Ford expect to make major losses in Europe 0

Ford has announced that they expect to make losses of between $500 million and $600 million in Europe this year. It seems that General Motors are not the only American company to underperform in the European region and register mind blowing losses, Ford will soon join the club.

The announcement was made by Lewis Booth, Ford’s Chief Financial Officer who is set to retire soon.

Customer confidence low

Europe’s Euro Zone crisis is having a negative effect on the worldwide automotive industry amongst others. Already Ford’s pre-tax losses in Europe for the first quarter are expected to be more $190 million, which is what Ford lost in the last quarter of 2011. Customer confidence is extremely low at present in Europe. Banks are unwilling to lend money for car purchases at present. This will push sales down further.

American operations will make up for losses

Despite the anticipated European annual loss, Ford still expect to beat or equal the tremendous profit made last year, which totalled $8.8 billion. If European operations were making a profit, the company’s overall profit would reach even higher record levels. Ford are pushing to stop losses being made in the region as they are clearly unwanted. According to Lewis Booth, patience is the key in turning fortunes around.

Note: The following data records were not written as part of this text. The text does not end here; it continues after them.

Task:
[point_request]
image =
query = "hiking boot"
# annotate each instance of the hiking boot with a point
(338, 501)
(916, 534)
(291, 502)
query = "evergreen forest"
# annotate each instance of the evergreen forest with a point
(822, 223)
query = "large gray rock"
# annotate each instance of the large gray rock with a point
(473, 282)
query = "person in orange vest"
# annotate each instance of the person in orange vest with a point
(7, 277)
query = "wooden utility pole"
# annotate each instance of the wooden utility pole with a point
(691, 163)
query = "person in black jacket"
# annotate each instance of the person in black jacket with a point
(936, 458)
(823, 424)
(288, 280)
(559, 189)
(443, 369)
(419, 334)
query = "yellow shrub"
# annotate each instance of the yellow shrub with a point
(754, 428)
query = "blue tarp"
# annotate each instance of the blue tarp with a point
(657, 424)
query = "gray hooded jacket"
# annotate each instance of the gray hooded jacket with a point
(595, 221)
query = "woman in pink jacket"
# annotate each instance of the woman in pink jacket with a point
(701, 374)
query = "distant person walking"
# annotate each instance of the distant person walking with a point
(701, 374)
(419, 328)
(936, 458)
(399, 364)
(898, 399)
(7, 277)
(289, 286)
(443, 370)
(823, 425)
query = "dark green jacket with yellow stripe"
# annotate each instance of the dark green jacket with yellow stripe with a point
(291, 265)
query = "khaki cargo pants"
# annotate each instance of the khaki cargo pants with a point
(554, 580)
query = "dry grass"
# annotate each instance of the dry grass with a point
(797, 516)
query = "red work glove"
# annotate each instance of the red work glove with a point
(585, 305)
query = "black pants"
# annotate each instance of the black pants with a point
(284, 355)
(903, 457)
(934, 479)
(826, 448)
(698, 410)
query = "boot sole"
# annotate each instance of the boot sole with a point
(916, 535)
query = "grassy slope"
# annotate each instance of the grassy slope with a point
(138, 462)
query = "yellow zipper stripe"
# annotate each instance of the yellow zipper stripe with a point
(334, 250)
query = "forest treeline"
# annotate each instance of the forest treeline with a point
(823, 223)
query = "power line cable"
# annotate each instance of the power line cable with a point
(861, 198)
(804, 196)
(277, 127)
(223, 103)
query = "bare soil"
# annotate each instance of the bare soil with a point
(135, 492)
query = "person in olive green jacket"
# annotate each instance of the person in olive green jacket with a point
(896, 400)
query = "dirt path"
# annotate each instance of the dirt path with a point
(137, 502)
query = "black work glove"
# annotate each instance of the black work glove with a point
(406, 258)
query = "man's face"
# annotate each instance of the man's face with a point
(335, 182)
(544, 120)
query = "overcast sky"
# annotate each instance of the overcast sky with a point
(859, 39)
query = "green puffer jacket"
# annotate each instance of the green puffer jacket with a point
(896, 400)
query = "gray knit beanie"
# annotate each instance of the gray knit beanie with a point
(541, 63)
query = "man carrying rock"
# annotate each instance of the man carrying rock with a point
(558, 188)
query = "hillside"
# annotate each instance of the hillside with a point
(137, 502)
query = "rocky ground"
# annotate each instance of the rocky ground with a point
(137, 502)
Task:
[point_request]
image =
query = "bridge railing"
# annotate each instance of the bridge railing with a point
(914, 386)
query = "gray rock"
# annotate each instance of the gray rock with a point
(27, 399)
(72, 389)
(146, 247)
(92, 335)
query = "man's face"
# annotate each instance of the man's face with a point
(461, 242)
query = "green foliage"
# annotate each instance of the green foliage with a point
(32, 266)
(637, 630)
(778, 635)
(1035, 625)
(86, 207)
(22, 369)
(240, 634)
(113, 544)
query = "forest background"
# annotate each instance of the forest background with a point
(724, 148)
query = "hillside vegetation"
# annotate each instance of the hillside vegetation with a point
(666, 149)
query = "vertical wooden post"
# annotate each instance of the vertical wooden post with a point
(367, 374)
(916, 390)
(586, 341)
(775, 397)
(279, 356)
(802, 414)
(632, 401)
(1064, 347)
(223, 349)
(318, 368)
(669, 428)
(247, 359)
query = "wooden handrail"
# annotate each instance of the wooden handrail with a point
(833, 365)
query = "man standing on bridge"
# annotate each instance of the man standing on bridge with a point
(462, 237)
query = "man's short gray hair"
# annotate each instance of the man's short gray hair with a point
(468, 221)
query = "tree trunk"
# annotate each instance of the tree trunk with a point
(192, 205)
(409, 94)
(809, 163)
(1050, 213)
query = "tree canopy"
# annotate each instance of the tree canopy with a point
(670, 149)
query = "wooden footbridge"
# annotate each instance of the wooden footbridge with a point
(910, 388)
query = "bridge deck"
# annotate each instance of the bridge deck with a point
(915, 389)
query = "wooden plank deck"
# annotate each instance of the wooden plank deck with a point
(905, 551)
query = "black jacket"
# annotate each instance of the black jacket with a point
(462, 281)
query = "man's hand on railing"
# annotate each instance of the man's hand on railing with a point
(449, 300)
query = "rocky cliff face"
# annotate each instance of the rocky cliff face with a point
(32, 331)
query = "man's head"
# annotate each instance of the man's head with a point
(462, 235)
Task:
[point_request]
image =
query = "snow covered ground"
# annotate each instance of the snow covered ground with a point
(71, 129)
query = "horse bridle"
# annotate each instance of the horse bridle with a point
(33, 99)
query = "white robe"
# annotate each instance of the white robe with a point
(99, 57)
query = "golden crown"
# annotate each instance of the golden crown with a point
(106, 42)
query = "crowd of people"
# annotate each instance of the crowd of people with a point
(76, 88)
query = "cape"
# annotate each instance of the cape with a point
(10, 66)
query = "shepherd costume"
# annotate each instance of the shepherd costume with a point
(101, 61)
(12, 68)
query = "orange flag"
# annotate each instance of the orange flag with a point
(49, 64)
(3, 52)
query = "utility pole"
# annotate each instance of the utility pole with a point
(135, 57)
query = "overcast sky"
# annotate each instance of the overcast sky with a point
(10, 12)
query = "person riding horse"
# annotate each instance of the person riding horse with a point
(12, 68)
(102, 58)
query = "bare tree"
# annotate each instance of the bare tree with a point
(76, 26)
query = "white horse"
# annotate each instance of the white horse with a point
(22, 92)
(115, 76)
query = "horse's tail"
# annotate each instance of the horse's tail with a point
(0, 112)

Europe more difficult than expected

Lewis Booth said that operations in Europe will prove more difficult than expected. He said “We’re going to have a tougher time in Europe than perhaps we anticipated at the beginning of the year. We think Europe’s much more likely now to be at the bottom end of the scale we talked about, in the range of 14 million”

Capacity cut

Production capacity will have to be cut. This will see a loss of jobs and potential closure of European plants.

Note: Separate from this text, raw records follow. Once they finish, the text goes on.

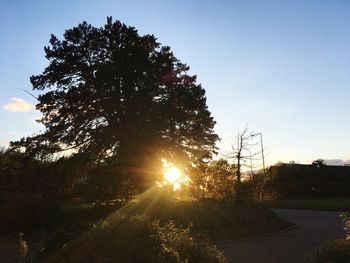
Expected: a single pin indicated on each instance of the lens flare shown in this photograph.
(172, 174)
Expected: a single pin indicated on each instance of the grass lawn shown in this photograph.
(219, 220)
(334, 204)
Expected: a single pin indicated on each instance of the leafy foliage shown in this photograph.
(137, 239)
(119, 97)
(214, 179)
(337, 251)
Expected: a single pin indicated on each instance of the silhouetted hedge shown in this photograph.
(299, 180)
(137, 239)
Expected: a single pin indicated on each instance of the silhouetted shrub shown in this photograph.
(137, 239)
(337, 251)
(26, 211)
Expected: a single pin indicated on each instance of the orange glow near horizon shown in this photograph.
(173, 176)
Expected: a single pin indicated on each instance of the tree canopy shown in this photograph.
(113, 95)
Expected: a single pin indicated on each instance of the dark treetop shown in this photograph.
(112, 94)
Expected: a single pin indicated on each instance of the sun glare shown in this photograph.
(173, 177)
(172, 174)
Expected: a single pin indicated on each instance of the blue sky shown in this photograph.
(280, 67)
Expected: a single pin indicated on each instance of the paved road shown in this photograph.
(314, 227)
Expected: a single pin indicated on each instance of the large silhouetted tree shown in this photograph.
(113, 95)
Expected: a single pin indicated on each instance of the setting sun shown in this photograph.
(172, 174)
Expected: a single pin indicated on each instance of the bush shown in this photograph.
(335, 251)
(137, 239)
(28, 212)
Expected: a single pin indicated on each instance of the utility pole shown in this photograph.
(262, 148)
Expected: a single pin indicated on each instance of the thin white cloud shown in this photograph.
(18, 105)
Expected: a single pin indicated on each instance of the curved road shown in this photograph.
(314, 228)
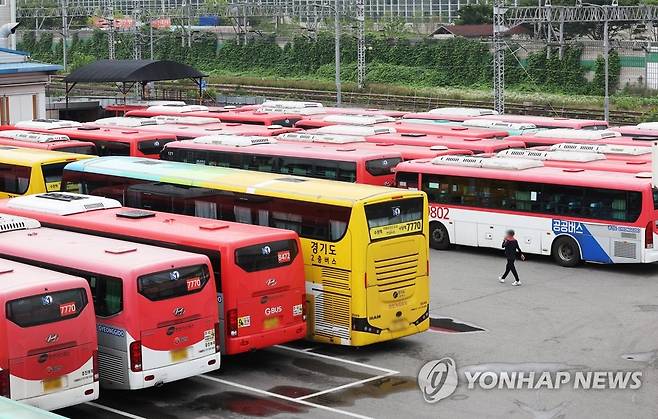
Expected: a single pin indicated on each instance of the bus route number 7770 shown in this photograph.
(441, 213)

Can Lewis Booth do it again?

When Mr Booth took over, Ford was recording losses of $14.8 billion. Their share price fell to $1.26 at that point. He managed to play a major part in turning losses around. His previous role was running Ford Europe’s operations. He certainly has all the credentials to turn the company’s fortunes around.  His history in the automotive industry and working with Ford shows that Mr Booth knows the company inside out. Bill Ford mentioned back in 2009 that he knows the company more than any other executive in the company. Is Lewis Booth able to turn this around?